Il torneo non è particolarmente complesso, anche perché è strutturato con 8 bracket da 32 persone ad eliminazione diretta. Dopo le prime 3 ore abbiamo un arbitro per ogni top8, durante il quinto turno abbiamo un arbitro per ogni finale.
Se ricordo molto poco di quelle sei ore c’è un motivo: ero assolutamente sfinito, al limite delle mie energie fisiche. Cosa è successo? Jet Lag? No, niente di tutto ciò. Ho fatto semplicemente l’errore che ho rimproverato a tanti arbitri al loro primo GP in questi anni in Europa: non ho ascoltato il mio corpo. Il mio entusiasmo per l’avventura e per la novità, unito ad un po’ troppa voglia di impressionare con la mia capacità di lavorare sodo, mi hanno portato a non bere abbastanza, non sedermi abbastanza e non riposarmi abbastanza durante i due giorni precedenti. Il risultato è che la domenica alle 14 sono al limite e non aiuta certo la difficoltà a reperire caffeina.
Per fortuna il PTQ è overstaffed, quindi la mia prestazione sotto la media non influisce sullo scorrere dell’evento, e la conseguenza peggiore è che devo chiedere un break in più e passo un po’ più di tempo a seguire i match da seduto.
Al termine dei 5 round di Svizzera, Nakamura-san mi seleziona tra quelli che arbitreranno la top8 del PTQ, assieme a lui stesso, a Alex Yeung (L3 da Hong Kong, che ha il compito di aiutare l’unico giocatore cinese in Top8 durante il draft chiamato in Giapponese) e un L2 locale.
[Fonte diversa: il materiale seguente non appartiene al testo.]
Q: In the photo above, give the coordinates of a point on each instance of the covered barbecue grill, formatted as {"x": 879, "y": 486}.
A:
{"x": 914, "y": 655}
Con la finale del PTQ termina anche il mio shift.

 

Cosa ho imparato da questo GP


A questo GP ho imparato che avere esperienza non è un buon motivo per dare qualcosa per scontato, e che non si è mai troppo navigati per stancarsi troppo.
Ho imparato a conoscere una cultura nuova, dove è meno accettabile interrompere una persona che parla, ed è più accettabile utilizzare delle chips da poker come segnalini (il gioco d’azzardo è così diffuso che gli stand dei negozi offrivano tutti qualche forma di lotteria).
Ho imparato che per essere un buon team leader non serve sempre andare oltre il necessario, e che anche la persona più inaspettata può tirarti su il morale in un momento di stanchezza.

Spero di poter mettere a frutto tutto questo molto presto: il GP Bologna è quasi alle porte!